30. ¡Descubierto!

Seguramente que don Hermelindo y socios le habían hablado de mí, informándole de dónde venía y que era un falsificador; noté que mi presencia no dejaba de intranquilizarlo, y aunque quería demostrar una completa indiferencia hacia mí, me observaba con disimulo, tratando de formarse una idea del peligro que podía representar para él. Me encontraba sentado un poco apartado de los demás, como correspondía a un hombre que no era ni socio ni técnico, sino un simple espectador de confianza.

Este comportamiento mío le fue sosegando paulatinamente al ver que en nada me metía y de nada hablaba. Con esa actitud trataba precisamente de darle confianza y no demostrar a los demás que había descubierto el truco. Para no desentonar en el ambiente, puse cara de atontado, pareciendo escuchar crédulo y muy interesado lo que se decía.

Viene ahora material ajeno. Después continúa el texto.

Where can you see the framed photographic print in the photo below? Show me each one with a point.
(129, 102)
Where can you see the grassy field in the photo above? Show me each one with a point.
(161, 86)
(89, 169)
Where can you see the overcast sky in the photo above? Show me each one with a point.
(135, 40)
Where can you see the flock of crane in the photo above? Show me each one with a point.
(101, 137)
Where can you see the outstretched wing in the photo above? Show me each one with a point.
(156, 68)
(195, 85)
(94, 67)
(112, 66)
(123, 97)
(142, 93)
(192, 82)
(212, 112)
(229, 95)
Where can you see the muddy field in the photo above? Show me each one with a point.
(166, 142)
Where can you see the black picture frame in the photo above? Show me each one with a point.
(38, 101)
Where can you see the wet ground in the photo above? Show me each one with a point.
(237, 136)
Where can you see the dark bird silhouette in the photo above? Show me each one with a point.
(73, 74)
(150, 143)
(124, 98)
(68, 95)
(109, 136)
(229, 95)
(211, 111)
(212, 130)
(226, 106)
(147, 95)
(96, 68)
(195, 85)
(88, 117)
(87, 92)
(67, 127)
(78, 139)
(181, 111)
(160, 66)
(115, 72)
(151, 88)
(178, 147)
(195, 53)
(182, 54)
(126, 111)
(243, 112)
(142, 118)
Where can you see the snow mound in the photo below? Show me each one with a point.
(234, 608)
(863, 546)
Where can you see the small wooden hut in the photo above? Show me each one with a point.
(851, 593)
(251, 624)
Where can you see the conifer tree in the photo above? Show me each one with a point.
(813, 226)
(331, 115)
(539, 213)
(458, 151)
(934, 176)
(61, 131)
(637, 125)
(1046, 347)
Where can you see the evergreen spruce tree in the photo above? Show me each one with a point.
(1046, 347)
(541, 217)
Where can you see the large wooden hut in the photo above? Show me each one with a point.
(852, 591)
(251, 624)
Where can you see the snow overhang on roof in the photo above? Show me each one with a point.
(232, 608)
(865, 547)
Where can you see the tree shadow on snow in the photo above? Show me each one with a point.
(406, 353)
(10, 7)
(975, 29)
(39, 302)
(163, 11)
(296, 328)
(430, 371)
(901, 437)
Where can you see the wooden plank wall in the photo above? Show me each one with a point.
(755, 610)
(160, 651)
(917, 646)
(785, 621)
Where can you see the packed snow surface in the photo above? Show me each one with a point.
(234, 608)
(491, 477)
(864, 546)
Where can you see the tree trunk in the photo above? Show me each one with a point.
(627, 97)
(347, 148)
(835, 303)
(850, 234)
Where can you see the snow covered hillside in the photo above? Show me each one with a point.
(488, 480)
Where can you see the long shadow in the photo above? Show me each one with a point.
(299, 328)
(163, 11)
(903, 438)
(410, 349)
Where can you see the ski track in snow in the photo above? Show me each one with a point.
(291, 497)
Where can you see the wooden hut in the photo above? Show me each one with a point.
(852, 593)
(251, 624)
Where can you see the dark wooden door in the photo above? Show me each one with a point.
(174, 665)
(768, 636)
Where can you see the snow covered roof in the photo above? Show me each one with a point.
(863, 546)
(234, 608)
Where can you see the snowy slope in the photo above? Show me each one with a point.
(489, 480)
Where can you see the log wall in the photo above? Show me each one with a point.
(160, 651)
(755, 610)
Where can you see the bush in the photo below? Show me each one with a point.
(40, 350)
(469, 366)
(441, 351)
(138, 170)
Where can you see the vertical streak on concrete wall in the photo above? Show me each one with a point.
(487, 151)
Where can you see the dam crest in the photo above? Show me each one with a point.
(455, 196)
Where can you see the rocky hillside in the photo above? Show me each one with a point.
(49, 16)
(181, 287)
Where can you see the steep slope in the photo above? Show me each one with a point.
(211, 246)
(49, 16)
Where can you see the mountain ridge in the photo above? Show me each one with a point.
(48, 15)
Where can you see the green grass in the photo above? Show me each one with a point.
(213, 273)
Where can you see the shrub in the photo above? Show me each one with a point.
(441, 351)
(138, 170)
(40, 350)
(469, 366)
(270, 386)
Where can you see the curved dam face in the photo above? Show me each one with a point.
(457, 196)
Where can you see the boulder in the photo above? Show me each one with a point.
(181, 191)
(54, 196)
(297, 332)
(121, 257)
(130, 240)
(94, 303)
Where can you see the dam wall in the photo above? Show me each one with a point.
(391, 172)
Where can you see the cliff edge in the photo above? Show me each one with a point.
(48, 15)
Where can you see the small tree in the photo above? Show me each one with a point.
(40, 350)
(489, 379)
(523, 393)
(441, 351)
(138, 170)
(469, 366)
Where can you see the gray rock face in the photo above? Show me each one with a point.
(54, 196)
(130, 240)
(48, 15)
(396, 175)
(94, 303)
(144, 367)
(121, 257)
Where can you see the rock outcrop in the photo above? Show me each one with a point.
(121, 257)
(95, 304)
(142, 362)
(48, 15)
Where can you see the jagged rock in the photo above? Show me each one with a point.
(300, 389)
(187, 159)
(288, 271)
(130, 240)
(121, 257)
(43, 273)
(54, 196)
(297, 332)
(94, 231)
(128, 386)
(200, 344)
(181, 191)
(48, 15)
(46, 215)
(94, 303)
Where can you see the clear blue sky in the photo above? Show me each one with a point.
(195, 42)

Llegó el momento en que con muchas precauciones fue retirado el precioso frasco (que representaba para los incautos un valor de 8 mil bolívares) del cajón de madera donde muy cuidadosamente estaba empaquetado. El recipiente podía contener 35 litros y tenía el cuello recubierto con un papel metálico. Supe más tarde que ese dispositivo servía para disimular el truco que estaba en el tapón, el cual permitía hacer estallar el frasco: tenía pegada una gran etiqueta, impresa en oro sobre fondo rojo, con un título que decía: “Transformador Orol. 3,500 centilitros de ácido, 1,000 gramos de cloruro de oro virgen”. Esa vistosa etiqueta era la cosa más ingenua que se podía imaginar y que por sí sola habría bastado a un hombre medianamente ilustrado para descubrir el engaño. Sin embargo, no era así en lo que concernía a don Hermelindo y socios, quienes rodeaban la mesa sobre la cual estaba el recipiente a cuya vista parecían fascinados y esperanzados, pensando probablemente en que esta vez “este señor frasco de oro” iba a enriquecerlos.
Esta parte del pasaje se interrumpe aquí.